Looking through most of the .repo files in /etc/yum.repos.d on my fedora install, all the dl links are already https.

I suspect that ubuntu is the same.

Its probaly full of holes, i dont think i have seen a decent, analysis of the package managers from a security standpoint, but they seem to have most of the basics.

I dont know if the private keys are distributed to the packagers, if they are then that could be an issue.

Re:Kind of ironic

[ledow]

Why does it need to be secret?

All you need is an integrity check, and the packages are all signed with the key which is included in the initial distro image (which is itself signed, available over HTTPS and has publicly published checksums).

Encryption is not necessary here. To believe it is is to completely misunderstand the purpose of encryption.

Re:Linux foundation using MS Word?!?

[CronoCloud]

I'm surprised that they are using a Windows desktop for everyday tasks such as document editing.

They're not, check the PDFinfo:

[CronoCloud ~]$ pdfinfo ISRG-CP-Feb-18-2015-DRAFT.pdf
Title: Microsoft Word - ISRG CP_ Draft 2_Clean_Draft_with_Revisions_2015-01-21.docx
Keywords:
Creator: Word
Producer: Mac OS X 10.10.2 Quartz PDFContext

They're using Word on OSX.

Re:cryptobracelet

[fph+il+quozientatore]

What's the benefit of making it a bracelet rather than a phone app? The phone already has the NFC chip you want.

Phones can get hacked. And most people are already storing passwords on their phones.
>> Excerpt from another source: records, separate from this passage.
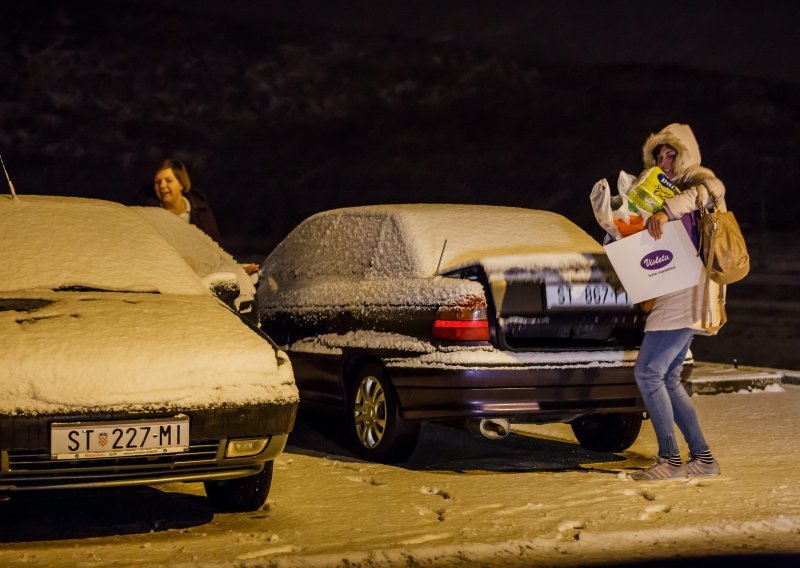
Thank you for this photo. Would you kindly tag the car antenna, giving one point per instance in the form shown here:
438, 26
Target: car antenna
10, 185
441, 256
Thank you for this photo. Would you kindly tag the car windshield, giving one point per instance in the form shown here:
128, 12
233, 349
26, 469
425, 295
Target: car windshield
74, 244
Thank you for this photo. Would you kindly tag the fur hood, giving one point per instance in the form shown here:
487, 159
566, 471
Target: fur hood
680, 137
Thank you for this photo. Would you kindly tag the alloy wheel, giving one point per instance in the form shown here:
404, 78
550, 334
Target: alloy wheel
369, 412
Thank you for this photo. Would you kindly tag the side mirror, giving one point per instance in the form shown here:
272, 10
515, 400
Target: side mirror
224, 286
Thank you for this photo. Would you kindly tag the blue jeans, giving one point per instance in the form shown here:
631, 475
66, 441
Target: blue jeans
658, 375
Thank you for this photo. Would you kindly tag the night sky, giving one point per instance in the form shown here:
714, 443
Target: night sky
282, 109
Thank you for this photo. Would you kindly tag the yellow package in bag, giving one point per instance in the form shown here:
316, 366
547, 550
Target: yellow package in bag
651, 189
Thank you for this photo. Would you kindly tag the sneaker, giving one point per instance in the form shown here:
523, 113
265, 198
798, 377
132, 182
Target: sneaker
661, 469
696, 468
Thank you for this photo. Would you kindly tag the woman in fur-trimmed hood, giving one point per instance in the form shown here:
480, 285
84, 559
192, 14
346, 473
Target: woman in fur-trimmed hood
677, 317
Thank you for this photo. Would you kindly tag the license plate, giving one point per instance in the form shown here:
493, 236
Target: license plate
86, 440
584, 295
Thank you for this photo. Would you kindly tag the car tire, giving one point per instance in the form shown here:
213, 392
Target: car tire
376, 429
242, 494
607, 432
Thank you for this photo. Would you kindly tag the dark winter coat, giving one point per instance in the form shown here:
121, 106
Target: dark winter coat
201, 215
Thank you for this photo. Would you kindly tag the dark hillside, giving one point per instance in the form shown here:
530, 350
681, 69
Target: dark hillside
281, 122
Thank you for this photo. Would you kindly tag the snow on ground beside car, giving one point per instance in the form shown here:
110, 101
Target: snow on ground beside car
52, 242
534, 498
91, 350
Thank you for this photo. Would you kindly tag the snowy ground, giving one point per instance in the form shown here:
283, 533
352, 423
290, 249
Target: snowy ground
535, 497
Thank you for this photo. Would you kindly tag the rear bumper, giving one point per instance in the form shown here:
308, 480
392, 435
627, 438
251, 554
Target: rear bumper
25, 462
521, 394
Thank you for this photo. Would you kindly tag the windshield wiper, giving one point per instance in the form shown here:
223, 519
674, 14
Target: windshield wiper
79, 288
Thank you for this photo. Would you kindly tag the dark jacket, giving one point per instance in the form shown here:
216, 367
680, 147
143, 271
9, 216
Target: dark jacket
201, 215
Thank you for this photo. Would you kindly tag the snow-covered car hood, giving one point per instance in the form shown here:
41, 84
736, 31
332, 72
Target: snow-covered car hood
90, 351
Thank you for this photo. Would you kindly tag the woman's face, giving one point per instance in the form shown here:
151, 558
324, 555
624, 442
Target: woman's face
665, 159
168, 189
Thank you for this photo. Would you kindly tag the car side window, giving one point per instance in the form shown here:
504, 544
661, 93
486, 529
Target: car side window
335, 245
390, 256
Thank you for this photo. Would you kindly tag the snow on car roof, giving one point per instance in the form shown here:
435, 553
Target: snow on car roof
51, 242
476, 233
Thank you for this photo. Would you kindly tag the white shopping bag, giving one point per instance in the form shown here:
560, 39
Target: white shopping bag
649, 268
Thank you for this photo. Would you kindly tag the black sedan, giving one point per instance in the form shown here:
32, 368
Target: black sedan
476, 316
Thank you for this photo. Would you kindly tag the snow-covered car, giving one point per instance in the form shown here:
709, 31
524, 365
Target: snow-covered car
465, 314
224, 275
119, 365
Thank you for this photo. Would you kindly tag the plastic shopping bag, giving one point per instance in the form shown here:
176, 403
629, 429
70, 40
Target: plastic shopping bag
617, 214
601, 204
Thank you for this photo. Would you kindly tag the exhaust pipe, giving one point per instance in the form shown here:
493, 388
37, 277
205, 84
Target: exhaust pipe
494, 428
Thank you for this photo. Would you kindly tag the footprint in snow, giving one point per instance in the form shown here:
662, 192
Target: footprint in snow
440, 513
367, 480
655, 511
435, 491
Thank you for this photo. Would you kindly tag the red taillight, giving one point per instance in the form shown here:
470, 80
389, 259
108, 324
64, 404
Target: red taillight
461, 324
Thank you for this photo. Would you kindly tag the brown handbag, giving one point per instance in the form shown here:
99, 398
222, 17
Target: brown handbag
724, 253
722, 244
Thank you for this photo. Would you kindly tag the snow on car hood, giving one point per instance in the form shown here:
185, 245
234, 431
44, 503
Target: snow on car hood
52, 242
82, 351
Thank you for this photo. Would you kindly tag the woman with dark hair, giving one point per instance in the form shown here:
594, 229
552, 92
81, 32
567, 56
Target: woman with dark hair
173, 190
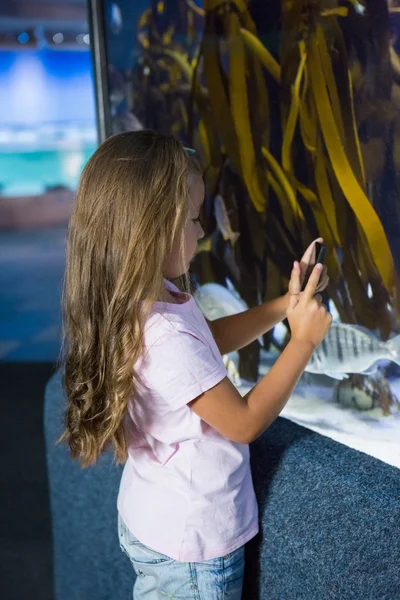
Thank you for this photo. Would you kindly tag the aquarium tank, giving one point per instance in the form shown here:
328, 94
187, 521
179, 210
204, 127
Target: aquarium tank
293, 110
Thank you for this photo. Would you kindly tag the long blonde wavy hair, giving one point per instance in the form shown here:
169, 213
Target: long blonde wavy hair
131, 204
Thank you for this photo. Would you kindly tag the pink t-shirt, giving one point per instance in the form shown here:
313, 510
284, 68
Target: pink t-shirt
186, 491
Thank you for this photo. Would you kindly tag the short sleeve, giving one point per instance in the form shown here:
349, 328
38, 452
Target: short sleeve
179, 366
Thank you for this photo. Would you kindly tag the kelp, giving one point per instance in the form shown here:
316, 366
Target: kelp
289, 136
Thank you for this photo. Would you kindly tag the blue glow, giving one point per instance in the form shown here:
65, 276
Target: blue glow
23, 38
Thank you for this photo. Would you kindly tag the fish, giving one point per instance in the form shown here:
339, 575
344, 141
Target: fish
351, 349
216, 301
204, 245
358, 7
223, 221
366, 393
115, 19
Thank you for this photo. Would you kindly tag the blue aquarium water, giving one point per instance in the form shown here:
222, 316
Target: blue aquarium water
31, 172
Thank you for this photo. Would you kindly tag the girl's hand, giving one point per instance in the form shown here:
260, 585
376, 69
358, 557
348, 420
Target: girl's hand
308, 318
307, 262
What use is two-factor authentication if a malicious app can steal both factors at the same time?

Re:cryptobracelet

[Thagg]

We'll see.

It's absolutely wrong that I am proposing a 'stealable' ID. No, it's not that at all. Like NFC (ApplePay and others) you don't send out your ID, your bracelet will engage in a two-way conversation that uses generates unique identifiers every time that prove that it's you without giving the system communicating with you the ability to impersonate you. It's not hard at all; we should have been doing this years ago. This is described in Bruce Schneier's Applied Cryptography twenty-fucking-years ago. Chapter 21(Identification Schemes) describes "zero-knowledge proof of identity". Curiously, researchers Feige, Fiat, and Shamir submitted a patent application in 1986 for this, but the Patent Office responded "the disclosure or publication of the subject matter ... would be detrimental to the national security..." The authors were ordered to notify all Americans to whom the research had been disclosed that unauthorized disclosure could lead to two years' imprisonment, a $10,000 fine, or both. Somewhat hilarious, as the work was all done at Weizmann Institute in Israel.
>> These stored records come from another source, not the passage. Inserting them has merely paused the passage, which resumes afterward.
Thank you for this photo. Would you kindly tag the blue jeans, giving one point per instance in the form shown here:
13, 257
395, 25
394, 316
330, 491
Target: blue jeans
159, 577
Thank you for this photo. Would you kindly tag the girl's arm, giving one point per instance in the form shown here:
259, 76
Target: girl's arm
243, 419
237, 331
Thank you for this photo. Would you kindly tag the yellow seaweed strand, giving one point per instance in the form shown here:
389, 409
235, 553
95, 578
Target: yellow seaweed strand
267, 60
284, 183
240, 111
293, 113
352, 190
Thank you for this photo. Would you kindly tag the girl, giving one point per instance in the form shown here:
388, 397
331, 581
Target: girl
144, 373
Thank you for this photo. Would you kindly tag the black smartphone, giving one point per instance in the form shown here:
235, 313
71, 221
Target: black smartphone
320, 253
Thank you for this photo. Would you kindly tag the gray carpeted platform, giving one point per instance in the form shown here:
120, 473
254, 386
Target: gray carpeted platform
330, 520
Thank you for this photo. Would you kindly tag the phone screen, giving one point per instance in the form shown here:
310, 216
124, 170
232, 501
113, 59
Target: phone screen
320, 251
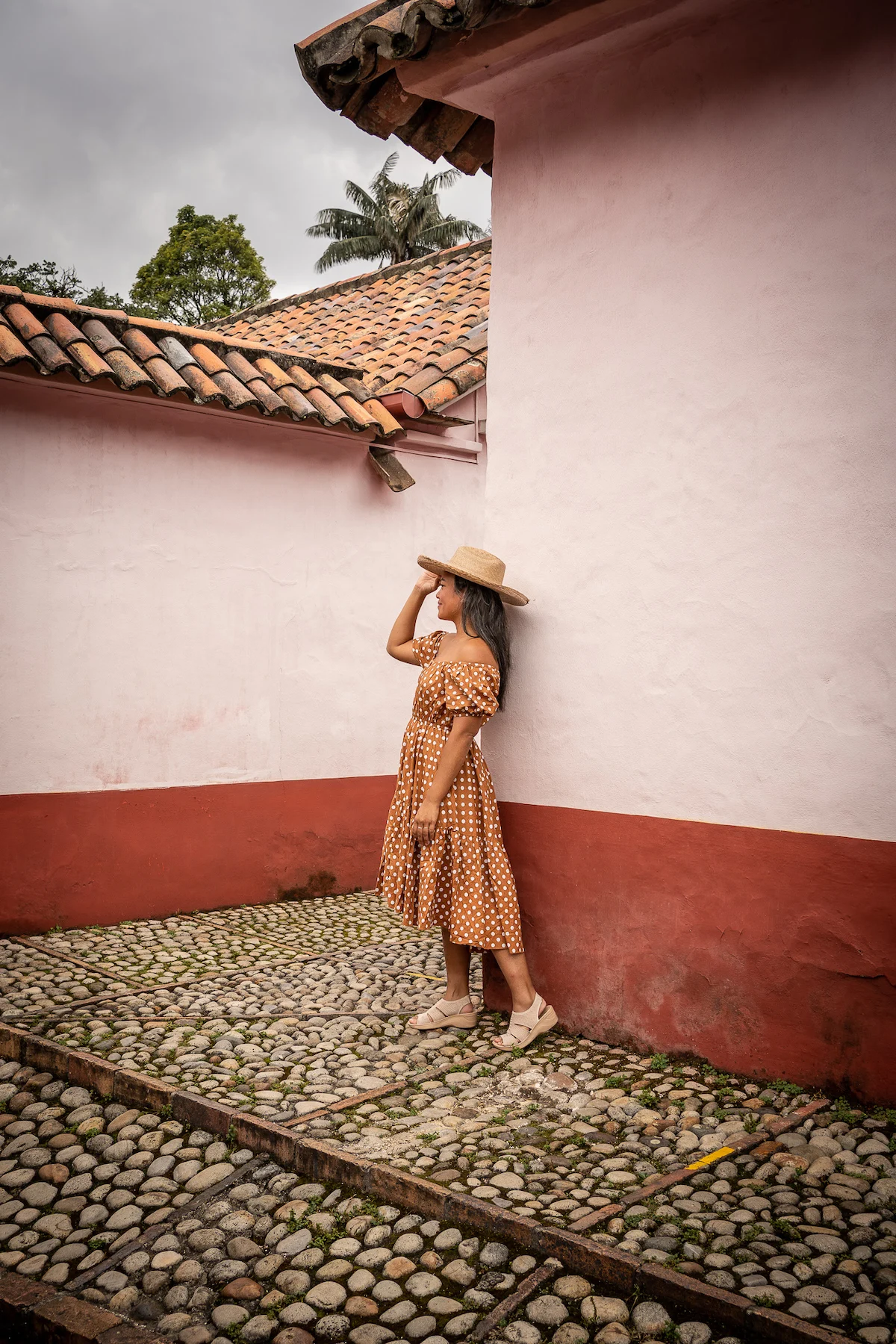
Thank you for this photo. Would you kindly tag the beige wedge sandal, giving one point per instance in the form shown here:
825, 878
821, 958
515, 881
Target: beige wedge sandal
447, 1012
528, 1026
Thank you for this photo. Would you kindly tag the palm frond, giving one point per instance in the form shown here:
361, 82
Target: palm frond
349, 249
393, 222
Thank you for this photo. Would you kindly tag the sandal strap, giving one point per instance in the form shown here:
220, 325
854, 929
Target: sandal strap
521, 1023
453, 1006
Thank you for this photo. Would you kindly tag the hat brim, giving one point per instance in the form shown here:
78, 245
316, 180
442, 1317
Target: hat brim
507, 594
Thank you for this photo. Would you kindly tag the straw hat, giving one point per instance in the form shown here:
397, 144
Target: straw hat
479, 566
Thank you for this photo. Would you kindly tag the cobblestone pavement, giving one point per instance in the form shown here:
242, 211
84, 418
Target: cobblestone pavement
294, 1008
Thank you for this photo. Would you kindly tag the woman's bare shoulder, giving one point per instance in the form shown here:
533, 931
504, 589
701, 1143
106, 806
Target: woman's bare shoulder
467, 648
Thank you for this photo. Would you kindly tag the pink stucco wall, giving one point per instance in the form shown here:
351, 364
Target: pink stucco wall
707, 347
203, 600
198, 705
691, 388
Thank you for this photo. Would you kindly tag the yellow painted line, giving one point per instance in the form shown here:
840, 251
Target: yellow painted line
709, 1157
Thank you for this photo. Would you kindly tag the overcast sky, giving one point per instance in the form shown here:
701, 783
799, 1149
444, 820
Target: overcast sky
117, 112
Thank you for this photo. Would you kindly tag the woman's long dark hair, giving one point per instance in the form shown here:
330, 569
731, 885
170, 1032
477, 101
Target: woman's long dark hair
482, 613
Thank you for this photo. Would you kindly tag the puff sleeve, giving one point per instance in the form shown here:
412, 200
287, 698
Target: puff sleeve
472, 688
426, 647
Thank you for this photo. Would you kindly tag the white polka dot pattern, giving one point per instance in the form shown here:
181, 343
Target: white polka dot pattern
461, 880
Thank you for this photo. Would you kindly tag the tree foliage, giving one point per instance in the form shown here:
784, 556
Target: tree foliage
47, 277
206, 269
391, 222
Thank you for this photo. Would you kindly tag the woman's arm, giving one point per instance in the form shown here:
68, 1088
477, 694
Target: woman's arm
401, 641
454, 753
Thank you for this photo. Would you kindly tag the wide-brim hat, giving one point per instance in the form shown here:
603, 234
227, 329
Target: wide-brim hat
477, 566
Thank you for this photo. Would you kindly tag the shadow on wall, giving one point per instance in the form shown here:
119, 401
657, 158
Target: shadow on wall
319, 885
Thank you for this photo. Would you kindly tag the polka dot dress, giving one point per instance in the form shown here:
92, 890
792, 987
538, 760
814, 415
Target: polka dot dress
461, 880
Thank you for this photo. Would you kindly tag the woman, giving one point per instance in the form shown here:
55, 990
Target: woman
444, 859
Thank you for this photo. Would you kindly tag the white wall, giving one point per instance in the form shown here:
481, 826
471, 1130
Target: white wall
198, 598
692, 403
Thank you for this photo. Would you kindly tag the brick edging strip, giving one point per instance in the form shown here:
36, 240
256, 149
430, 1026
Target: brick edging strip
609, 1268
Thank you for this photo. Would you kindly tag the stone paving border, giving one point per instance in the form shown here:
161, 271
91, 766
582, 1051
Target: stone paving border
156, 1230
761, 1137
609, 1268
363, 1098
527, 1289
137, 988
40, 1312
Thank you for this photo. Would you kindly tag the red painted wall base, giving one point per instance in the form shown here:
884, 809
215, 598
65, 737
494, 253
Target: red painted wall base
768, 952
75, 859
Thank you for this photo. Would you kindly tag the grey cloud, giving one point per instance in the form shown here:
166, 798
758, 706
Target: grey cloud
117, 112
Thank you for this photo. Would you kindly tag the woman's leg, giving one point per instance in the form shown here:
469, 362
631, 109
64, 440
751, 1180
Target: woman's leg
457, 972
516, 972
457, 969
514, 969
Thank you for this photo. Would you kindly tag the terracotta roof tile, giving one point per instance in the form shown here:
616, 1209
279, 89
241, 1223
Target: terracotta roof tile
11, 349
406, 324
352, 63
60, 336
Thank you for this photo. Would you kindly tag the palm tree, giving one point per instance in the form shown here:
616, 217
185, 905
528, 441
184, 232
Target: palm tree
393, 222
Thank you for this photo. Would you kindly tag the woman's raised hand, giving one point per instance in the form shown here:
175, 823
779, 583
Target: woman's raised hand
428, 582
425, 823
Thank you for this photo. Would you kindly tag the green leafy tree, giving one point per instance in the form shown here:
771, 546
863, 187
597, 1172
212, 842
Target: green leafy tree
391, 222
47, 277
207, 269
That said, I do think that groups like the NSA and FBI have been quite successful in keeping people (like Jeff4747) remarkably uneducated. Banks, credit card companies, and groups like Google that make gigabucks tracking people have held back from doing things right as well -- and they're paying for it today.
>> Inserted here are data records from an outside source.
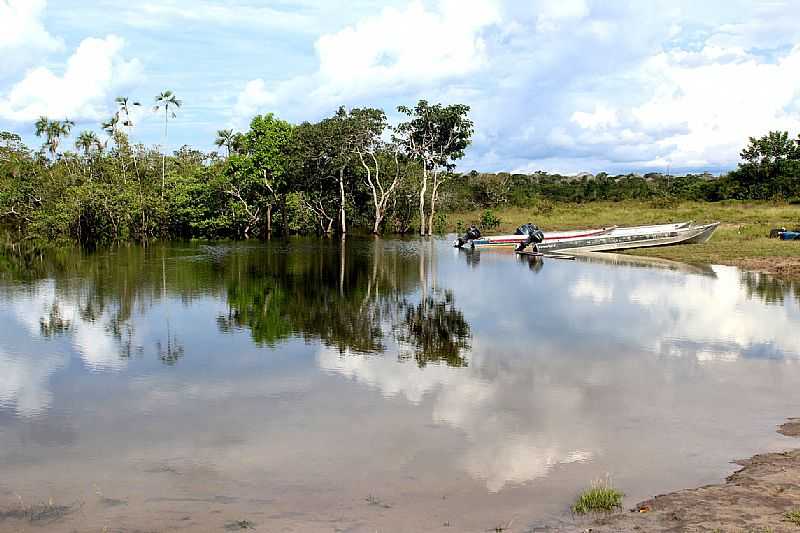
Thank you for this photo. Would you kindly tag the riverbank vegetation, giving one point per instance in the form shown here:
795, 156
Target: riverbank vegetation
741, 240
349, 171
349, 168
599, 497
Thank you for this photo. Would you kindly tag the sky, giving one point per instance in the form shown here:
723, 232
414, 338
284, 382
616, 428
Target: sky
555, 85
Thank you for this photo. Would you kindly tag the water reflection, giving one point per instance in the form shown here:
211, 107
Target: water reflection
317, 367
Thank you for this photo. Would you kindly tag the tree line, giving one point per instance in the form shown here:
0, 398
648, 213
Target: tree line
351, 168
769, 170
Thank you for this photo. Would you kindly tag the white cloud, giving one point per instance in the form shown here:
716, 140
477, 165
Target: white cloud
23, 37
398, 49
91, 77
552, 13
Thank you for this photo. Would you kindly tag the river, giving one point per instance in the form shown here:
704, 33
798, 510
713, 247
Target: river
375, 384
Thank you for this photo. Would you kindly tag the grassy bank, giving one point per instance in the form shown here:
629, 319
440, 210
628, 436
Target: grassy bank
741, 239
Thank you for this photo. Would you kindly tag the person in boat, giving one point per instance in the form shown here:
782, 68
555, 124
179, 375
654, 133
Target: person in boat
472, 234
534, 234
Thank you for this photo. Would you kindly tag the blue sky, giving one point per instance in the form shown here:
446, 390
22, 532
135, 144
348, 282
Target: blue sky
559, 85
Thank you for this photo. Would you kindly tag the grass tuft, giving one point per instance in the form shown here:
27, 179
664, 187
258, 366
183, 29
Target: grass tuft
599, 497
792, 516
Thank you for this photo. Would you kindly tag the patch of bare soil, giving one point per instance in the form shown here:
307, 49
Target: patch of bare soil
787, 267
754, 499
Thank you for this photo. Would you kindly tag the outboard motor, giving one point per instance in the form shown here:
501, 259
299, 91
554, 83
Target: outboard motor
472, 234
534, 234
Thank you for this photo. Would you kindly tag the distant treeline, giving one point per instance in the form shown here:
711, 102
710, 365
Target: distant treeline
770, 170
348, 170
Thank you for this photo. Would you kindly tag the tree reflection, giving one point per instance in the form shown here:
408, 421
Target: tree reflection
768, 288
435, 330
358, 296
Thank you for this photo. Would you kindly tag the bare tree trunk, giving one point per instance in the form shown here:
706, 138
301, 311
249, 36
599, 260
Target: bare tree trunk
434, 197
422, 191
341, 201
164, 157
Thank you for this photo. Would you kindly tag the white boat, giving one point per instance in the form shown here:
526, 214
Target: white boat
605, 239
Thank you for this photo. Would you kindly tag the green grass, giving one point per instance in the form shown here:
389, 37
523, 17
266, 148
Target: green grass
600, 497
742, 235
793, 517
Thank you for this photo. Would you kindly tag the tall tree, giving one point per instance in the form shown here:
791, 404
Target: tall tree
53, 130
86, 141
258, 176
166, 100
374, 154
339, 135
225, 138
124, 107
436, 135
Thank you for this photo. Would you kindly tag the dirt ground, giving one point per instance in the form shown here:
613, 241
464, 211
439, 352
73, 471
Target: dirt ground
753, 499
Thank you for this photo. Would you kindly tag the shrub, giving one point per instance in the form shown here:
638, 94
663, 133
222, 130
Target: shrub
792, 516
489, 220
600, 496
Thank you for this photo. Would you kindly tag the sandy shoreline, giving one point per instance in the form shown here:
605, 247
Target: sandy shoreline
752, 499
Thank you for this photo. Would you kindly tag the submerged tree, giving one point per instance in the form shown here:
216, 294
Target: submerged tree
437, 136
368, 126
257, 177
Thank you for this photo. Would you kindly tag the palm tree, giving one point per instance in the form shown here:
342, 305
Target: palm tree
225, 138
165, 100
53, 130
86, 141
124, 104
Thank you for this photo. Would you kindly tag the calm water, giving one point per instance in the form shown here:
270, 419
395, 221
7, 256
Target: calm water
390, 385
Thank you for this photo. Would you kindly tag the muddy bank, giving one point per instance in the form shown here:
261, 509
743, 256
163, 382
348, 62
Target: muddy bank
753, 499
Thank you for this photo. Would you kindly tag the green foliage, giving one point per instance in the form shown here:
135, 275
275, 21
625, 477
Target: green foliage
599, 497
793, 516
489, 220
313, 177
440, 223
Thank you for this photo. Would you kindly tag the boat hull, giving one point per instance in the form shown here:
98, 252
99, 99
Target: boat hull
611, 239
To say again. It is easy to build a system that would securely verify that you have authority to do something, without giving the ability for somebody else to impersonate you. It's somewhat more challenging than printing number in plastic on a credit card, but only a tiny bit more challenging.

This will happen. Once it does people will wonder why it took so long.

Re:Encryption done right isn't simple...

[dcollins117]

I've needed on a number of occasions to recover data from disks I can't boot from.

Then you have inadequate backups. That's a different issue from encryption.